I tried, when asked, at the Phillips exhibit. My thoughts were met with apparent looks of disbelief, perhaps amusement, giving me a distinct feeling they felt, this guy just doesn't get it. Maybe I don't. But even after reviewing instructions, the "How To Read The Works" section of Christo and Jeanne-Claude's website (the Pont Neuf Wrapped, I learned, "could be seen as a very large sculpture, in a traditional sense of antique folds and draperies, however the bridge, while wrapped, remained a bridge."), I still don't quite get it; at least not the same as those who are excited about the project. Yet I think a purpose, the value, of good art is to evoke thought and discussion, to help bring out emotions and passion. In that regard, I commend Christo and Jeanne-Claude for their inspiring work.

In his book "The Abstract Wild," Jack Turner writes: "We treat the natural world according to our experience with it. Without aura, wildness, magic, spirit, holiness, the sacred, and soul, we treat flora, fauna, art, and landscape as resources and amusement. Fun. Their importance is merely a function of current fashions in hobbies." He talks about how most of our "wild" places are "photographed and exhibited" to the public, written up in guide books, plotted on maps and watched over by a "cadre of rangers." It's the "normal mode" of experiencing the wilds nowadays, he writes. "Most people know no other." So let's wrap it to look prettier! Fly to Colorado, rent an SUV, hire a guide, read the instructions, get a hotel room and buy a latte while we're at it.

I've spent a lot of time alone in remote places, listening to the ancient songs and stories of wild rivers running over rock on tumultuous journeys from snowmelt towards oceans; bathing in the clear, cool waters; watching the various lights and shadows dance across the surface; seeing, smelling, tasting and watching through ice and snow; thunderstorms and floods, clouds and sun, and shinning under stars and moon. Wild rivers are the greatest art of all, growing ever scarcer. Beauty and joy, they scream of freedom; we should listen, learn and leave them alone.

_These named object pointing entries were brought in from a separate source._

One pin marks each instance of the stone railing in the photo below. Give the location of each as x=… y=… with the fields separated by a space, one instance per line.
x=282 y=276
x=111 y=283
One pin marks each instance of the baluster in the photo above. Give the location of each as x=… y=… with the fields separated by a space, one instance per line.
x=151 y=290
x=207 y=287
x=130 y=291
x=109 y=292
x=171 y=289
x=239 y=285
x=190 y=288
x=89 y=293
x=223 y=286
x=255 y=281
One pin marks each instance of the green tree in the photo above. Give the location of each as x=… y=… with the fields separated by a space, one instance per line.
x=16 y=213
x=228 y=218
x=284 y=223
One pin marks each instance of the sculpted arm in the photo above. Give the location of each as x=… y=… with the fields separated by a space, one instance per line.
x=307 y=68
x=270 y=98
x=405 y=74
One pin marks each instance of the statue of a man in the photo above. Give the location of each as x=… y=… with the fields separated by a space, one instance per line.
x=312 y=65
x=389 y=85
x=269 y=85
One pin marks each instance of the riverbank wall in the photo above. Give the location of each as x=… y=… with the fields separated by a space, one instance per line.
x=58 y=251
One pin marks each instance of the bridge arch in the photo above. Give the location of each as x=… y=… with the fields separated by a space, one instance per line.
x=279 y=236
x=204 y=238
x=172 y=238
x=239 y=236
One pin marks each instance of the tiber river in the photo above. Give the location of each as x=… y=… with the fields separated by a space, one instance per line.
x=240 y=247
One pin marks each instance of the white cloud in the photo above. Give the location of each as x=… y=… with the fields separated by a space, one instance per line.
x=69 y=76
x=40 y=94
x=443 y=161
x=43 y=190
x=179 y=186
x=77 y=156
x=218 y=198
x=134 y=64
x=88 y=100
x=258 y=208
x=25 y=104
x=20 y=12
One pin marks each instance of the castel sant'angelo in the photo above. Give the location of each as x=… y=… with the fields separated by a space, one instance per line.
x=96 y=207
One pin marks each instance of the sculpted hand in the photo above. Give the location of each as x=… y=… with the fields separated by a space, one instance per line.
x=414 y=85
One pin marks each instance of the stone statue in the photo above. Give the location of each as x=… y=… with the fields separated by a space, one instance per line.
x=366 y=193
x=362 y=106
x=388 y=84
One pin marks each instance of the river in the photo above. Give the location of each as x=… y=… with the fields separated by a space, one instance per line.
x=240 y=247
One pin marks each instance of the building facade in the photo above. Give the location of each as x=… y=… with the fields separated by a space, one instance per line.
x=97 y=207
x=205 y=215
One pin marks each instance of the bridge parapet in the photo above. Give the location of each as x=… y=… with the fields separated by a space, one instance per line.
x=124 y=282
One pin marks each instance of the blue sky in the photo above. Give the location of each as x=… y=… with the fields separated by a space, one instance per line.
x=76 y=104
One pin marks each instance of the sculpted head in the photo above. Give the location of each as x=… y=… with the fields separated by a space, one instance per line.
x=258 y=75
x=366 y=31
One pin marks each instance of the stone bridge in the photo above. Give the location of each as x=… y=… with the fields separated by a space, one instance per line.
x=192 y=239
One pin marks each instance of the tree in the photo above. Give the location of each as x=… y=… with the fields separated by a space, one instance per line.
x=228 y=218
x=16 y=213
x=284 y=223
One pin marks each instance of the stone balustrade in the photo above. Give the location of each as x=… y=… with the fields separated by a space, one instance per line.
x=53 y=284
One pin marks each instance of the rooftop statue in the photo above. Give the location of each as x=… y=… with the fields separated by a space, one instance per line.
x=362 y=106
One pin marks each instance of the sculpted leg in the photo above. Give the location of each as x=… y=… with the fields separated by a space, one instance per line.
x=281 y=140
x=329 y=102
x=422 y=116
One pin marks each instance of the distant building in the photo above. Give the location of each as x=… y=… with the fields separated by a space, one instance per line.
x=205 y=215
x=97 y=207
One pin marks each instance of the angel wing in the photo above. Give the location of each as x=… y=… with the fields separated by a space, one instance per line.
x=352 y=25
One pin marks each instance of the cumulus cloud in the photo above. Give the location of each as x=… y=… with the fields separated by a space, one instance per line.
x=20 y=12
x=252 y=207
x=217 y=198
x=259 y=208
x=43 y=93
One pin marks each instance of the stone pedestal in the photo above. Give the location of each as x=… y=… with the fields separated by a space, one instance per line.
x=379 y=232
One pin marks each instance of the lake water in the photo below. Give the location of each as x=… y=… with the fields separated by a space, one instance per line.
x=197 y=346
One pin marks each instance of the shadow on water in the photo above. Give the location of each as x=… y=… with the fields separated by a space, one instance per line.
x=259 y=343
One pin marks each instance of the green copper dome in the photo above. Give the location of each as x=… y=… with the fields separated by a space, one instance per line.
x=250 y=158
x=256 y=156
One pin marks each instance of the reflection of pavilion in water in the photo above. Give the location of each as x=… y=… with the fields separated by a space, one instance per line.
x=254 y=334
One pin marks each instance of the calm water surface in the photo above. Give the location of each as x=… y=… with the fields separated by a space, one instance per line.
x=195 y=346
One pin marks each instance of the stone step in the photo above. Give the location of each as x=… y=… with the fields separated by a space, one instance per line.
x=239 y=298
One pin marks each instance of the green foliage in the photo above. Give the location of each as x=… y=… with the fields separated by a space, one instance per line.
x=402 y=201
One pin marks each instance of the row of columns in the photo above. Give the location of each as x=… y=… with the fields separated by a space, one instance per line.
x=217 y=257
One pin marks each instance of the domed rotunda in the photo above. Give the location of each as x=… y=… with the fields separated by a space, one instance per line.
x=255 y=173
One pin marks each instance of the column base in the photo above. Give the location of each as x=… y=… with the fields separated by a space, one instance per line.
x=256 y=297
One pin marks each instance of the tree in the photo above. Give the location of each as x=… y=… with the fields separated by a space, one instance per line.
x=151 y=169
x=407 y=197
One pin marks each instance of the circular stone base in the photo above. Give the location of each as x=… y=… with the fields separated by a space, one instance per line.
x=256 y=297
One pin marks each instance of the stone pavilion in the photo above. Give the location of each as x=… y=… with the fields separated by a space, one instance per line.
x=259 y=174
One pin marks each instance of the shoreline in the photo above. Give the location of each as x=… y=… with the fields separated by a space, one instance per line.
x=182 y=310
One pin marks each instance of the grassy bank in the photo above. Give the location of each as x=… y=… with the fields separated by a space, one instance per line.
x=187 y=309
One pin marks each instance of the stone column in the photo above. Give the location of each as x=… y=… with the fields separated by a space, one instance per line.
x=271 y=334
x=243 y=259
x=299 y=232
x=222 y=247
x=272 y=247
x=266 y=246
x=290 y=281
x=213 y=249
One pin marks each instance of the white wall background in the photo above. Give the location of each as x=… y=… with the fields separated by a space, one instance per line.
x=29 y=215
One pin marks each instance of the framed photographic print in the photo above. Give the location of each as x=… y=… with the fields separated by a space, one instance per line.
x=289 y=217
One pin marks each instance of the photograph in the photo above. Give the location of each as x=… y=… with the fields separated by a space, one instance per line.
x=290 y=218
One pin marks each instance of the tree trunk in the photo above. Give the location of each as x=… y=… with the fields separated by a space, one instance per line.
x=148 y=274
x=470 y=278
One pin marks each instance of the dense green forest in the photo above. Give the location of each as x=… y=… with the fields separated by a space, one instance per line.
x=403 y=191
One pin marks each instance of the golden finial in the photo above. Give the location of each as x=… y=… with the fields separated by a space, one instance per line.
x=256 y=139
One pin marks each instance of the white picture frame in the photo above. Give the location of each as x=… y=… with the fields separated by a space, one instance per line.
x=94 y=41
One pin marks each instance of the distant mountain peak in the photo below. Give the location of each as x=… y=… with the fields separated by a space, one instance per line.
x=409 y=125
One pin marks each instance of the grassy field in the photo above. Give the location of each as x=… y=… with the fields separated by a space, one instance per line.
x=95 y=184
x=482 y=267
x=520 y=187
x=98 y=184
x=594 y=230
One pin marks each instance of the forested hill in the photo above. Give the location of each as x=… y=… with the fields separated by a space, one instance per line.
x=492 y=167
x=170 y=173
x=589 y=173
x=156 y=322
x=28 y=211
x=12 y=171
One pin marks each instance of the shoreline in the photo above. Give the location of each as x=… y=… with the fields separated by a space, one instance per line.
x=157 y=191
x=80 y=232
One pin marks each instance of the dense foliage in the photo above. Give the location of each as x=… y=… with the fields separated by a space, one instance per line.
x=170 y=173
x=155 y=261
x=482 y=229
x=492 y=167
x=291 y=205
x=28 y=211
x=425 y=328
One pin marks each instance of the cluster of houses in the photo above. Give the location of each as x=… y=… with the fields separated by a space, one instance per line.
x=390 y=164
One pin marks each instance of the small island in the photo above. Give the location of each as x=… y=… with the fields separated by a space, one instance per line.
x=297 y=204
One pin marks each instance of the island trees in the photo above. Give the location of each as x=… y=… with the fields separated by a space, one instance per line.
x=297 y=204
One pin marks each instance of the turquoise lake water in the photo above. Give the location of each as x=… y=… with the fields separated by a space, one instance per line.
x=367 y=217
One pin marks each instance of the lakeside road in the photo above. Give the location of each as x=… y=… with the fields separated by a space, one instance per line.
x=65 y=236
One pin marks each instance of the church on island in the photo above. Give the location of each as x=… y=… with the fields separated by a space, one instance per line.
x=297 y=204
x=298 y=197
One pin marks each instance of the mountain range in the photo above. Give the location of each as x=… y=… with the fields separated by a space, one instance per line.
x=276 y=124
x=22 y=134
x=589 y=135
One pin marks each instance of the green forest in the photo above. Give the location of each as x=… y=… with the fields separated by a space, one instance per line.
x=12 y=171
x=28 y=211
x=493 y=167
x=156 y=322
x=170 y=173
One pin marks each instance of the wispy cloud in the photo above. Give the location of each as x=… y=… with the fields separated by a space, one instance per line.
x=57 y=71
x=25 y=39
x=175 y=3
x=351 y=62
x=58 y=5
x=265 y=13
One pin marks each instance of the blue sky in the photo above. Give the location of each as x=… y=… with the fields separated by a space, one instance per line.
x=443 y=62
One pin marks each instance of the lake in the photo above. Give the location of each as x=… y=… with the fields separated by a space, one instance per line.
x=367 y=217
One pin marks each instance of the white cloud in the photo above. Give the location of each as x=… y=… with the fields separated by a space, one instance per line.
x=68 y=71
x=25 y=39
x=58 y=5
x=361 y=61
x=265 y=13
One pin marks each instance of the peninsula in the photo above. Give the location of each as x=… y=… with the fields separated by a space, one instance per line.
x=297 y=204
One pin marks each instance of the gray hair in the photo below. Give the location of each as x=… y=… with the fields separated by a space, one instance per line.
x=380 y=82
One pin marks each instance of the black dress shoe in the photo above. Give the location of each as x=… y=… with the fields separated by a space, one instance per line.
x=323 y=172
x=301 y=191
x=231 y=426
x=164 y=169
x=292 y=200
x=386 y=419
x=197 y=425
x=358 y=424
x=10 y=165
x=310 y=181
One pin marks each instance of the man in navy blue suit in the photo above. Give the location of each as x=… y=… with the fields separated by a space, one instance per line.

Note: This was originally published in the fall 2009 issue of Trout Unlimited's Trout magazine as the first in a now regular feature called "Voices of the River." 

Postscript: Jeanne-Claude died in 2009. Christo continues seeking approval for the project. In June, 2013, a federal appeals panel upheld the permit. A group called Rags Over the Arkansas River (ROAR) continues to fight the proposal.